In September 2014, the Consumer Financial Protection Bureau (CFPB) filed a lawsuit in the U.S. District Court for the Northern District of Illinois, alleging that Corinthian engaged in unlawful, unfair, abusive, and deceptive practices, luring tens of thousands of students into taking out predatory private loans by making material misrepresentations or omissions to students regarding the likelihood of receiving a job upon graduation.[2] On October 27, a federal judge agreed, granting a default judgment against Corinthian for violating federal consumer protections laws and ordering the company to pay $531 million to the CFPB.[3]

Among several findings of wrongdoing, the judgment specifically found that Corinthian violated the Consumer Financial Protection Act of 2010 (CFPA) ban on deceptive practices by misrepresenting job prospects and career services available to students to induce them into taking on debt. [4] The company then engaged in predatory collections practices that directly interfered with the educational services for which students were paying. The judge further ruled that Corinthian caused “substantial injury” to students by “…barring or pulling them from class, withholding educational resources, and otherwise preventing them from gaining access to educational courses or materials for which they had already paid…” to pressure students into repaying their homegrown loans with sky-high interest rates.[5]

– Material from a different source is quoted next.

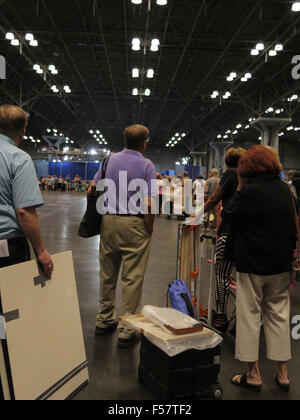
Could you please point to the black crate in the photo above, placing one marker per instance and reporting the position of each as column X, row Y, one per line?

Corinthian’s fraudulent actions ultimately led to its collapse and bankruptcy. As such, Corinthian and its executives are off the hook for financial liability in this and other judgments. We remind the Department that former students who were defrauded by Corinthian are not afforded this escape hatch, and remain liable for their debts unless the Department uses the tools that Congress has given it to grant immediate relief.

A federal judge has ruled that Corinthian lied to students by misrepresenting job prospects in order to get them to take on more and more federal and private debt, and in doing so, the school broke the law. The Department has already publicly documented this wrongdoing at Heald and three Everest campuses in Georgia, Minnesota, and West Virginia.[6] The law gives the Department broad authority to discharge loans when schools break the law, and we urge you to act to ensure that students receive the relief to which they are entitled under the law. Corinthian’s unlawful and deceptive acts also give rise to a cause of action under state laws, most of which have standards that are the same as, or similar to, the CFPA standards. Therefore, the Department should rely on the Northern District of Illinois’ judgment as sufficient proof of Corinthian’s unfair and deceptive practices, thus warranting a defense to repayment for Corinthian students.

This federal court ruling gives the Department a clear basis for implementing full, immediate, class-wide discharge to Corinthian’s former students who were the victims of harmful and deceptive practices, including all Direct and FFEL Loan borrowers who attended Corinthian since 2008 when the school began issuing its predatory loans. This judgment provides ample justification for the Department to expedite defense to repayment claims.

Rather than requiring Corinthian’s students to opt into relief, the Department should proactively grant relief to the borrowers it knows were cheated, without requiring borrowers to submit any onerous applications or other paperwork. There is no need for borrowers who were victims of harmful practices to have to jump through any additional hoops to verify information that the Department can already ascertain from enrollment records, state and federal investigations, and now, this federal judgment.

Thank you for your attention to this issue and we look forward to continuing to work with you.